El primero de enero, en coincidencia con la llegada del nuevo año, se abría a la vida, exacta y puntualmente Genaro Wiederholte und Komprimiert, robusto varón de padre alemán y madre austriaca, que por razones de fuerza mayor llamaremos coloquialmente Genaro.
Su desarrollo se precipitó como avalancha en pendiente y para los primeros días del mes de febrero recorría con sus gordos piecitos las amplias habitaciones de la casa. Los brazos se aferraban a los costados de sus pantalones, como si sintiera que se le caían. Así avanzaba, como borrachito de menos de un metro, cachetes colorados, naricita respingada y un pelo lacio que no terminaba de definir su tono, cobrizo a veces, rubio en otras. Sus padres no se sorprendían de verlo encastrar los moldes de sus juguetes en los respectivos orificios, ni de tomar cuanto lápiz anduviese suelto y garabatear las paredes.
Para finales del verano ya se sentaba a la mesa y comía a la par del resto de la familia. De muy buen comer prefería las salchichas en todas sus variedades y las carnes. Entre las verduras, a las que desdeñaba más que amar, prefería las coles que su madre fermentaba en los toneles y que tan bien acompañaban los churrascos. Su alimentación prominente en proteínas y carbohidratos lo elevó a la altura de su padre ni bien el otoño se alzaba por el este. Pero no podía compararse con el porte de aquel curtido ser que de tres hachazos bien dados podía hacer trizas los árboles más soberbios.
Con la misma voracidad que desmantelaba platos, leía todo cuanto se cruzara por sus manos. Para finales de abril ya hablaba con fluidez tanto el castellano como el alemán. Y por afinidad con don Toto, el carnicero del barrio que le profesaba un dilecto y extraño cariño, había decidido aprender el italiano, que terminó por dominar una semana más tarde.

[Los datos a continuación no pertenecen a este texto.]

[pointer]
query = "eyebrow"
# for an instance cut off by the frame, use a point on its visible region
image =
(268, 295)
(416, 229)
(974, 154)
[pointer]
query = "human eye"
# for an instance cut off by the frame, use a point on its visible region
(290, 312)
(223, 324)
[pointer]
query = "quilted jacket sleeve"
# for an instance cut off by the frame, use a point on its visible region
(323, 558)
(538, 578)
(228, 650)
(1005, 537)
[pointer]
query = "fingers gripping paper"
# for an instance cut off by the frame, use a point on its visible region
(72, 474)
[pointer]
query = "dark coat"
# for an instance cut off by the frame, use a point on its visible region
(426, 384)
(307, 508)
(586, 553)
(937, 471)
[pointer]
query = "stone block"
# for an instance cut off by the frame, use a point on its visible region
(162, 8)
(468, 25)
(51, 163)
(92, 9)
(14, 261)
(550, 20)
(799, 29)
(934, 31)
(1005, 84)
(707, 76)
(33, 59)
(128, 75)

Sus amares eran casi tan efímeros como transparentes. No se permitía intimar con ninguna joven del lugar por temor de heredar a otra criatura su peculiar condición. Oportunidades ni ofrecimientos faltaron nunca, pero había aprendido de su padre a no claudicar ante los apetitos y ser un hombre hecho y derecho. Para mediados de año podía jactarse de ser sabio y honesto, claro que un hombre sabio y honesto difícilmente ande por ahí jactándose de lo que es.

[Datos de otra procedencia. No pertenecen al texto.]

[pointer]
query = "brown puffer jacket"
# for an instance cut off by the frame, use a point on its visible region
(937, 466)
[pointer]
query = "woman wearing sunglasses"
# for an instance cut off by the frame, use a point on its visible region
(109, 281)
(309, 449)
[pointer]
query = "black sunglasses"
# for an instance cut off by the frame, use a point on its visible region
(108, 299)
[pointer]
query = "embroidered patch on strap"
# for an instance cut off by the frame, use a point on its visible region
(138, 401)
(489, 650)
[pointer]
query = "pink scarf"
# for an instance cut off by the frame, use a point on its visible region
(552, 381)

Los primeros achaques coincidieron con la llegada de la primavera. La humedad le perforaba las rótulas y las coyunturas, por lo que se presagiaba una lluvia de artritis. Además, el polen desparramado por el aire le volvía áspero y jadeante su respirar. Pero uno se doma con las dolencias y para fines de septiembre las sobrellevaba con acostumbramiento y dignidad.
Donde antes hubo lacios cabellos dorados y ocres se raleaban unas mechas cetrinas que junto al calvo y reluciente casco enmarcaban el rostro agrietado de Genaro. Los cachetes rojizos de principios de año habían mutado a pecas y machas de piel gastada, pero el profundo azul de sus ojos seguía fulgurando como las aguas de las costas del mediterráneo.
Por las tardes de octubre se iba hasta la carnicería de la esquina para jugar a la taba con don Toto, y entre parla y parla, se llenaban de relatos felices, salamines, quesos y unos buenos jarros de cerveza alemana artesanal. Don Toto, que lo había visto desde que era un pequeño regordete celebraba secretamente la rara enfermedad de Genaro y esperaba la llegada de cada primavera como un niño espera la llegada de los Reyes Magos, con una ingenua mezcla de misterio, complicidad e indulgencia.
Para noviembre apenas si podía salir de la casa. Don Toto lo había despedido con la justa fuerza de un apretón de manos. No muy fuerte como para parecer desconsolado (porque entre hombres esos permisos son inconcebibles) ni muy débil como para inferir incomprensión o desden. Genaro, por su parte, se refugiaba en la piecita del fondo que era extrañamente la más iluminada y fresca de toda la casa. Hasta allí su madre le acercaba las sopas y los guisos a los que se ajustaba su dieta, que procuraba no condimentar en demasía. No era mucho el diálogo que compartían en esos momentos porque era extraño para su ella ver como parecía su padre más que su hijo. Pero al menos ella lo visitaba.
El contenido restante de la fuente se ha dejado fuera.